Dla obu kaliskich zespołów będą to bardzo ważne spotkania, bo faza zasadnicza rozgrywek wchodzi powoli w decydującą fazę. O punkty nie będzie jednak łatwo, ponieważ rywale mają również ambitne cele.
Częstochowianka traci do beniaminka II ligi siatkarek tylko dwa oczka. Wygrywając kaliszanki mogą odskoczyć od tego zespołu i przybliżyć się znacznie do ekip z prowadzącej czwórki. Podopieczne Daniela Przybylskiego i Edyty Kucharskiej z pewnością będą chciały powtórzyć rezultat z pierwszej rundy, kiedy to ograły w Arenie drużynę z Częstochowy 3:0. – Cały tydzień jest dość ciężki, bo gramy dwa mecze, ale na szczęście wyjazd nie jest daleki. Na pewno powalczymy o punkty – mówi nam szkoleniowiec.

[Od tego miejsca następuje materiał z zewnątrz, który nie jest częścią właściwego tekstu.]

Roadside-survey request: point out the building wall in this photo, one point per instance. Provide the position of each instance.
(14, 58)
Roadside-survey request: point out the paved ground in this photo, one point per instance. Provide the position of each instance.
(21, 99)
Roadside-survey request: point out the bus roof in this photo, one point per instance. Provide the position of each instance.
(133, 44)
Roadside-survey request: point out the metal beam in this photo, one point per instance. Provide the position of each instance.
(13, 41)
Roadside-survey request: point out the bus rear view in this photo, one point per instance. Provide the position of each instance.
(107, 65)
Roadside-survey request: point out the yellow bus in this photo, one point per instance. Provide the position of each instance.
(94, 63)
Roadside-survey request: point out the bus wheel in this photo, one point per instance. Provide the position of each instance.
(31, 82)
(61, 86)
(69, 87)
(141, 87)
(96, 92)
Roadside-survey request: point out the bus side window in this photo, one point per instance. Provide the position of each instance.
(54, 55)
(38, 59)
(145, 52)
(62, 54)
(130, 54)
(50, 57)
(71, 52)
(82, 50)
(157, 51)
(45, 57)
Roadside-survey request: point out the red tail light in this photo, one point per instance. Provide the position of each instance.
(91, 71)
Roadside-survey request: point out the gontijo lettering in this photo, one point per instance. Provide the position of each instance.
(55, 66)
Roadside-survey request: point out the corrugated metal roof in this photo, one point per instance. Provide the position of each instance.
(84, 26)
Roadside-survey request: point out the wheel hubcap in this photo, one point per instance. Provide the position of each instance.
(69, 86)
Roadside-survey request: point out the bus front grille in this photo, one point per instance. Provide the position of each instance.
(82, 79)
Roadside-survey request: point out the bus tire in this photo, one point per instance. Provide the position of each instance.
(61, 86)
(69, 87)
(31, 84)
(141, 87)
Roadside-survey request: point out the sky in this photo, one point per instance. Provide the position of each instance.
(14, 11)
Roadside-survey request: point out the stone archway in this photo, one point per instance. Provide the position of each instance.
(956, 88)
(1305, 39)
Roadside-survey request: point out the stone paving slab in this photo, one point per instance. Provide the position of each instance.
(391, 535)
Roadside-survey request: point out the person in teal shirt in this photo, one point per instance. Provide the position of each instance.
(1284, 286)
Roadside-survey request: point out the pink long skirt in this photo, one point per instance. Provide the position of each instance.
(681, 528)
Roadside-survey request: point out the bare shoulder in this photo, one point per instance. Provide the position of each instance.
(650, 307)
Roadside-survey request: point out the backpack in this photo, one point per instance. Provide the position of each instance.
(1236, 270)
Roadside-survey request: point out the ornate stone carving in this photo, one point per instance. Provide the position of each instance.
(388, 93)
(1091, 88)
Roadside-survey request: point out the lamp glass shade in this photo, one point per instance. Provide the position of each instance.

W równie bojowych nastrojach pod Jasną Górę jadą kaliscy siatkarze. Po ograniu w sobotę wicelidera drugiej ligi, teraz zrobią wszystko, by pokonać trzeciego w tabeli Norwida. – W tej lidze nawet zespoły z dolnej części nawiązują walkę z tymi, które są w czubie. Decydują niuanse. Jeżeli zafunkcjonują dobrze, to drużyna wygrywa sety i w konsekwencji mecz – twierdzi trener Mariusz Pieczonka.
Mecz siatkarek MKS-u z Częstochowianką rozpocznie się o godzinie 17:00 w hali przy ulicy Rejtana. Siatkarze zagrają z Norwidem o 18:00 w hali przy ulicy Jasnogórskiej.